By Rafique Shabbir
The Lord of the Rings is one of the most well-renowned series of all time. It was written by JRR Tolkien, originally published in 1954, as three separate installments: The Fellowship of the Ring, The Two Towers and the Return of the King. Since their release, the books have received critical acclaim, as well as very successful movie adaptations.
Before the events of the Fellowship of The Rings, thousands of years ago, Lord Sauron had forged many rings, and one ring to rule all of them. The rings would corrupt anyone who wore them, but at his defeat, the most powerful of the rings was taken by Isildur who would claim it as his own. But he would be ambushed by a group of orcs, and the ring would be lost, until found over a thousand years later. After a series of events, the ring would be claimed by Bilbo Baggins, who then was a young hobbit.
The first book starts off with the birthday of Bilbo Baggins, who has turned 100 years old. During the party, Bilbo literally vanishes in the front of the eyes of the party guests, and departs, leaving his home leaving everything he owns, including the ring, to his adopted nephew, Frodo Baggins. Gandalf the Wandering Wizard comes to warn Frodo that Sauron’s forces are at large and are coming after the ring. And thus, Frodo is whisked away on his own adventure.
The universe of The Lord of the Rings has is a very well fleshed out world, and the trilogy of books only represent the tip of the iceberg. New readers luckily don’t need to know any of the history and lore beforehand to read the novel. The Fellowship of the Ring is well written and very well fleshed out, and it’s this that immerses the reader in its world.

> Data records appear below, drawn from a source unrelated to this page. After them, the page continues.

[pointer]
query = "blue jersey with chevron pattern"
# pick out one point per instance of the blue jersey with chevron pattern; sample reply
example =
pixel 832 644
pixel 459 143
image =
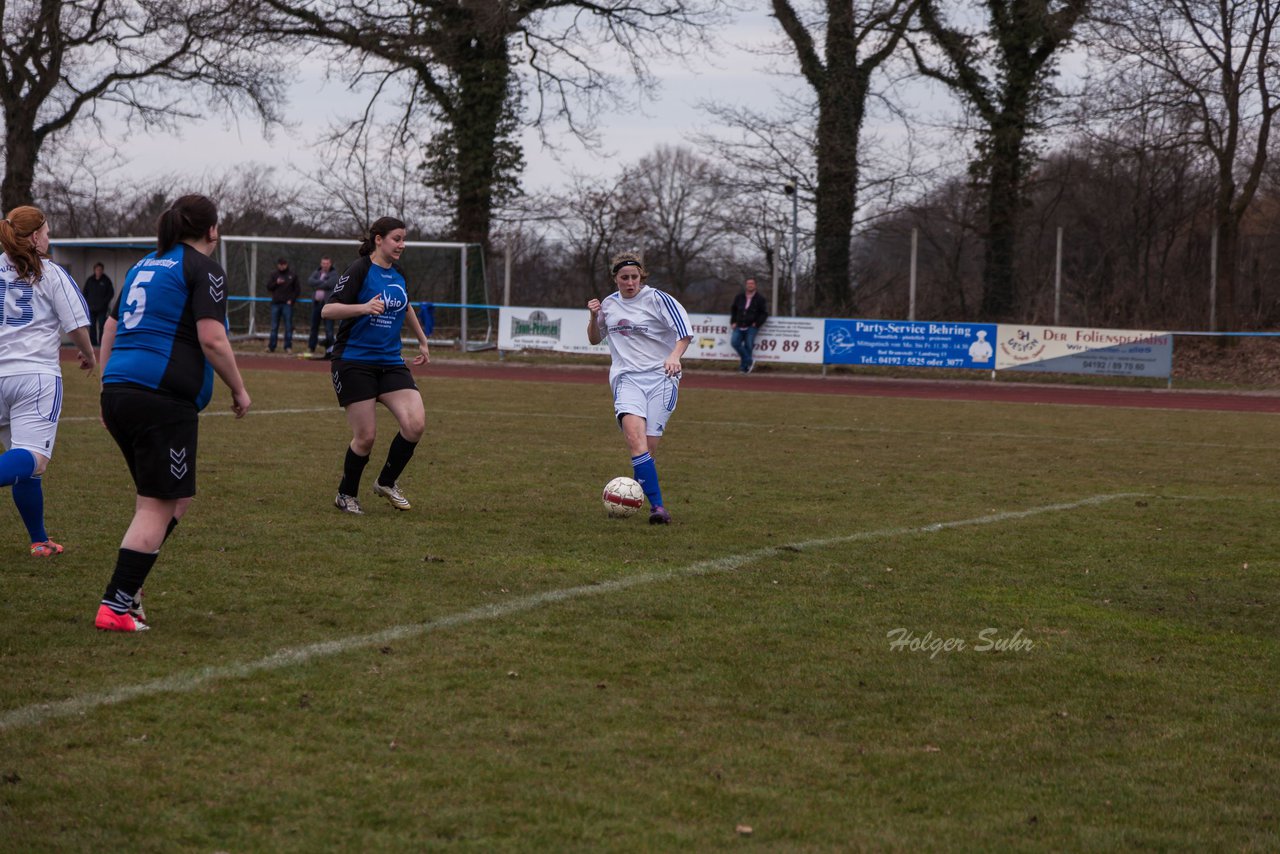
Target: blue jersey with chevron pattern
pixel 156 345
pixel 368 338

Lord of the Rings has a long-lasting appeal, because of its deep character development. It is tale speaks about heroism, friendship and bravery, as well as vices such as greed, anger and envy. However, first time readers may find it difficult at first to get through the first 200 page beginning, as it slow and deals a lot with character and world building. But once readers get over that hump, the rest the book is very well paced and will have readers on a hook till the very end.